The government on Sept. 3 failed to allocate funding to resolve the immediate challenge of leaking radioactive water at the crippled Fukushima No. 1 nuclear power plant, although it pledged taxpayer money on unproven technologies that will take a few years to implement.
"The whole world is watching to see if we will be able to decommission the reactors at the Fukushima No. 1 nuclear power plant, including if we can cope with the problem of radioactive water there," Prime Minister Shinzo Abe told a meeting of the government's Nuclear Emergency Response Headquarters on Sept. 3. "My government will work as one to resolve the issue."
Despite the prime minister's enthusiasm, the government has set forth no plan to pay for replacing storage tanks of the flange type, which utilize steel sheets connected with bolts, for holding radioactive water on the grounds of the crippled plant.
One of those flange-type tanks, which account for approximately 350 of the 1,000 storage tanks on site, was found in mid-August to have leaked 300 tons of radioactive water.
"We will consider the matter in the future," was the only response given by an official of the Agency for Natural Resources and Energy to a question at a Sept. 3 news conference why no funds were being earmarked to immediately deal with the problem.
Tokyo Electric Power Co., the plant operator, said it will replace those tanks with storage tanks that have steel sheets welded together, which are believed to be more waterproof, and step up patrols inspecting the tanks.
However, 47 billion yen ($472 million) in taxpayer money will be poured into longer-term measures based on new and unproven technologies.
Specifically, the government plans to spend 32 billion yen to build a frozen soil wall to block out water, and an additional 15 billion yen to develop an upgraded version of the Alps water decontamination system, a multi-nuclide removal equipment that has been halted during trial runs.
The water-blocking wall will comprise 1,400 meters of frozen earth that will surround and isolate the soil near the hobbled No. 1 to No. 4 reactors.
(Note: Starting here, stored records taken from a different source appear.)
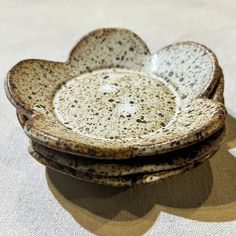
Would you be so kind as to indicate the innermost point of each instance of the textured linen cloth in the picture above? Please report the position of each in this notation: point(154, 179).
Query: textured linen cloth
point(36, 201)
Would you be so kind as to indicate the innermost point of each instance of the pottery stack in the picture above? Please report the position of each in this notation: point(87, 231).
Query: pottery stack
point(116, 114)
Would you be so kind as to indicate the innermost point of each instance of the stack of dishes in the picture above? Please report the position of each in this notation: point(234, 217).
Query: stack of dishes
point(116, 114)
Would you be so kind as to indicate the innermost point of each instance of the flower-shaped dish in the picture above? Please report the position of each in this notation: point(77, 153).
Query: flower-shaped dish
point(113, 99)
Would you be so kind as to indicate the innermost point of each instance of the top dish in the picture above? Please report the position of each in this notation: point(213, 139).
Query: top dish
point(112, 99)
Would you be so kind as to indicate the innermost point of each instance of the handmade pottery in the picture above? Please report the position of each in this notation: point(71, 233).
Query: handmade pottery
point(162, 162)
point(112, 99)
point(120, 181)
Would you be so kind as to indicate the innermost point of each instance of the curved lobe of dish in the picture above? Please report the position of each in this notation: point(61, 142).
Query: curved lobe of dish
point(116, 105)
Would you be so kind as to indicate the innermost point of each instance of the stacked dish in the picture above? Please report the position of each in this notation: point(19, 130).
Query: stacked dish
point(116, 114)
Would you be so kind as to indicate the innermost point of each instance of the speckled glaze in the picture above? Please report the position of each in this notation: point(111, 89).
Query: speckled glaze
point(186, 72)
point(162, 162)
point(218, 92)
point(120, 181)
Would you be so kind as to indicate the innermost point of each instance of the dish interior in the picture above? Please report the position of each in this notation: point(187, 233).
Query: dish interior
point(116, 104)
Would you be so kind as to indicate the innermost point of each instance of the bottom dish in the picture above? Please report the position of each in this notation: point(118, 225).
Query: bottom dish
point(136, 165)
point(120, 181)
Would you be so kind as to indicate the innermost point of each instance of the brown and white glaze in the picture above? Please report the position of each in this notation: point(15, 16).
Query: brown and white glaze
point(162, 162)
point(186, 72)
point(119, 181)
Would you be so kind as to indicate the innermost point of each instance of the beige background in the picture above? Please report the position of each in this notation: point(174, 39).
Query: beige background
point(38, 202)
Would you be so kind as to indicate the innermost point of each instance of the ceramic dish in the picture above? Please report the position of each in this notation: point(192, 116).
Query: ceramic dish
point(132, 166)
point(217, 94)
point(120, 181)
point(113, 99)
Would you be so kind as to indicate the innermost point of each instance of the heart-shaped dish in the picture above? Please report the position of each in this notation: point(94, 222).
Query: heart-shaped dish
point(112, 99)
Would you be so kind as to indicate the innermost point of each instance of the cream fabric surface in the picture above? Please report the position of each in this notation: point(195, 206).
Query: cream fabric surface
point(35, 201)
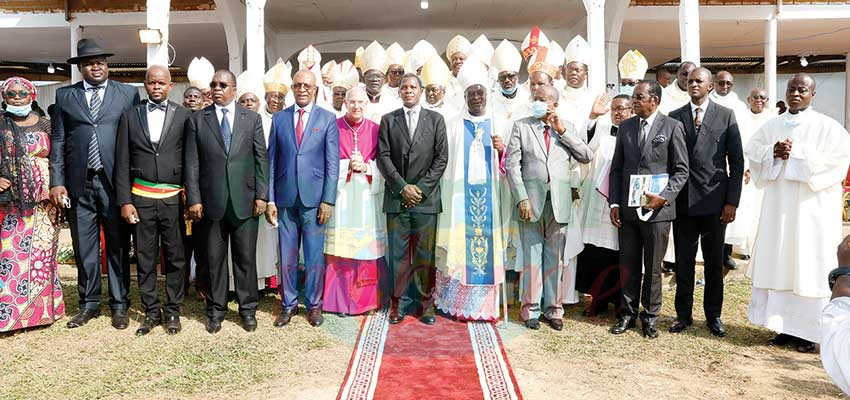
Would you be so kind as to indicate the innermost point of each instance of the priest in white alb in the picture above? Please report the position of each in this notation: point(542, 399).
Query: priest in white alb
point(470, 232)
point(799, 159)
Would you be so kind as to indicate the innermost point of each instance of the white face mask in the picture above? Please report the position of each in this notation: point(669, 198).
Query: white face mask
point(19, 111)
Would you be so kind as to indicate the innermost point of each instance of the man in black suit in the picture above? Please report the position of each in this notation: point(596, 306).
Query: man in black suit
point(148, 185)
point(82, 156)
point(708, 201)
point(649, 143)
point(412, 157)
point(226, 171)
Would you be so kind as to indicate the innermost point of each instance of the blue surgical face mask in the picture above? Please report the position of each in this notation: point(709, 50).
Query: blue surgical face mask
point(19, 111)
point(509, 92)
point(539, 109)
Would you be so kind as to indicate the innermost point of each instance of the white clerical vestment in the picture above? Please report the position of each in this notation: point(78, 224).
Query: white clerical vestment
point(672, 98)
point(594, 213)
point(835, 342)
point(471, 237)
point(800, 222)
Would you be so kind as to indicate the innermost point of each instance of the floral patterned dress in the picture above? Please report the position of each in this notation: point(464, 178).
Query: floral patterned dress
point(30, 293)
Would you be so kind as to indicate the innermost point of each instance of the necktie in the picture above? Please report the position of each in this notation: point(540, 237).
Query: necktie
point(226, 134)
point(299, 128)
point(697, 119)
point(157, 106)
point(94, 162)
point(411, 123)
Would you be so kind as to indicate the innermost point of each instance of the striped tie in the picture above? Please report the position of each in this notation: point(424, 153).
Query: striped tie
point(94, 162)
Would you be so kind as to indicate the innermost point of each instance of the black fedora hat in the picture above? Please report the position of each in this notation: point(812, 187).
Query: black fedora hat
point(88, 48)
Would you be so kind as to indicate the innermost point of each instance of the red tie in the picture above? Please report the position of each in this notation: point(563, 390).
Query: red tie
point(299, 129)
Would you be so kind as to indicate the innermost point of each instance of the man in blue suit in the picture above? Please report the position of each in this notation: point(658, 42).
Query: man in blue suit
point(304, 154)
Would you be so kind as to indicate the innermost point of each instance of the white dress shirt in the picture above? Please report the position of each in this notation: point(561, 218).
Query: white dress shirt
point(100, 91)
point(306, 117)
point(156, 120)
point(231, 110)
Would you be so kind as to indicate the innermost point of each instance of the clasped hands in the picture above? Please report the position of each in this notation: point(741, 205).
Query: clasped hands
point(411, 196)
point(782, 149)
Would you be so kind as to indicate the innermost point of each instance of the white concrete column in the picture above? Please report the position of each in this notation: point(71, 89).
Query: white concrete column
point(76, 32)
point(847, 91)
point(596, 39)
point(255, 36)
point(689, 30)
point(157, 18)
point(770, 60)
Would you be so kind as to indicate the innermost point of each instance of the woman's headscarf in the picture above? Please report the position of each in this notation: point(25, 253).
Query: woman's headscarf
point(17, 80)
point(15, 162)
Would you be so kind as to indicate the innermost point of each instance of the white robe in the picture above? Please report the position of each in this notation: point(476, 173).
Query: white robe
point(835, 342)
point(452, 242)
point(801, 224)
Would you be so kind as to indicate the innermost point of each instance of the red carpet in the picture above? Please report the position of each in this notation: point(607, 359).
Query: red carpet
point(411, 360)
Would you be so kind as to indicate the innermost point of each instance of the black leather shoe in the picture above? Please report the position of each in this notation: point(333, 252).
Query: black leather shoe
point(120, 319)
point(715, 325)
point(650, 331)
point(396, 315)
point(249, 323)
point(427, 317)
point(780, 340)
point(148, 324)
point(314, 316)
point(214, 325)
point(172, 324)
point(82, 318)
point(554, 323)
point(623, 324)
point(681, 325)
point(284, 317)
point(728, 262)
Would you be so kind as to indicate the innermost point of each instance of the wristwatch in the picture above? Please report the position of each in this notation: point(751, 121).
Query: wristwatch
point(834, 274)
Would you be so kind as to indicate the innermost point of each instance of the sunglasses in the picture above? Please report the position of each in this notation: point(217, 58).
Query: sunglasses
point(10, 94)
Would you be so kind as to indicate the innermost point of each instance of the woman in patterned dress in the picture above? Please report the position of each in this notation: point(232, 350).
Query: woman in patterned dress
point(30, 293)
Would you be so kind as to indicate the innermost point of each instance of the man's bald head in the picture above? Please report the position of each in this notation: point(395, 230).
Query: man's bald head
point(799, 92)
point(682, 74)
point(158, 83)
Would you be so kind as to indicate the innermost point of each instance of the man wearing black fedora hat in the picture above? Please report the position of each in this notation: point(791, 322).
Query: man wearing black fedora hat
point(82, 156)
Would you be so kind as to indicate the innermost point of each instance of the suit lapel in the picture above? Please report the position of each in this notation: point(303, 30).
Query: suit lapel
point(142, 112)
point(215, 128)
point(166, 126)
point(401, 120)
point(80, 95)
point(423, 118)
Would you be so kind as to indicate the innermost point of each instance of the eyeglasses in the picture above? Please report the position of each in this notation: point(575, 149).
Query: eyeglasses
point(10, 94)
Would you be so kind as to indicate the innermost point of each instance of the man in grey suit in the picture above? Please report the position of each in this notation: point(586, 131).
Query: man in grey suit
point(647, 144)
point(542, 150)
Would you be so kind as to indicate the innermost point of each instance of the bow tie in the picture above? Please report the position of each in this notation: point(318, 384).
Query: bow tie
point(154, 106)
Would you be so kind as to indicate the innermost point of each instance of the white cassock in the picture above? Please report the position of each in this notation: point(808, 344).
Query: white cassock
point(672, 98)
point(835, 342)
point(465, 252)
point(594, 212)
point(739, 233)
point(800, 224)
point(574, 105)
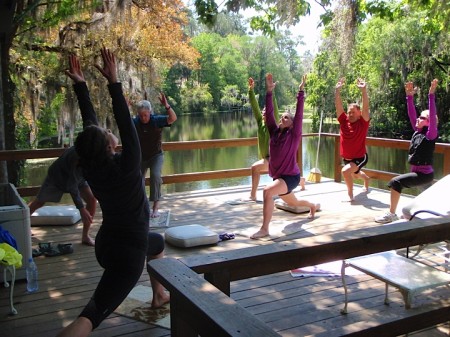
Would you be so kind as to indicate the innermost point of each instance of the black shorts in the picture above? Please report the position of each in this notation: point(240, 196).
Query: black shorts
point(360, 162)
point(291, 182)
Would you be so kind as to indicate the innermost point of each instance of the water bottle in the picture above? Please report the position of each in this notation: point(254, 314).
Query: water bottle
point(32, 276)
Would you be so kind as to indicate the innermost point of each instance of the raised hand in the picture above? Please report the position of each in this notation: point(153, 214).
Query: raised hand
point(109, 70)
point(251, 83)
point(409, 88)
point(74, 71)
point(270, 84)
point(361, 83)
point(302, 85)
point(433, 86)
point(340, 83)
point(163, 99)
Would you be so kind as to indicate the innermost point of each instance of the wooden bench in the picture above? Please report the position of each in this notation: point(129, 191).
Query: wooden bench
point(197, 307)
point(191, 298)
point(407, 275)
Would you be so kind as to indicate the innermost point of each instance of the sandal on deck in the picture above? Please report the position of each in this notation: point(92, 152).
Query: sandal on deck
point(61, 249)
The wall is intended to block the flow of groundwater into the reactor and turbine buildings, and thereby curb the increase in the growing tonnage of radioactive water at the plant.
TEPCO initially hoped to have the wall operational in the first half of 2015, but the government has moved that timetable up to be completed by the end of fiscal 2014.
Frozen soil wall technology has only been used on a temporary basis, including to block water gushing out at tunnel construction sites, but nowhere in the world has that been used on such a large scale and such a long term as envisaged at the Fukushima nuclear plant, sources said.
The initial plans would have a general contractor conduct reduced-scale experiments and determine by year-end if full-scale construction could be started.
Asked about the abrupt announcement to move that schedule forward, an official with the Agency for Natural Resources and Energy only said it represents the government's "willingness" to make that happen.
The government package also includes a plan to fund the development of a new purifier for removing radioactive substances from highly contaminated water.
The existing Alps system has yet to enter full operation. The equipment, designed to remove 62 types of radioactive materials, has been put on hold in the midst of trial runs after workers spotted corrosion holes in one of its storage tanks.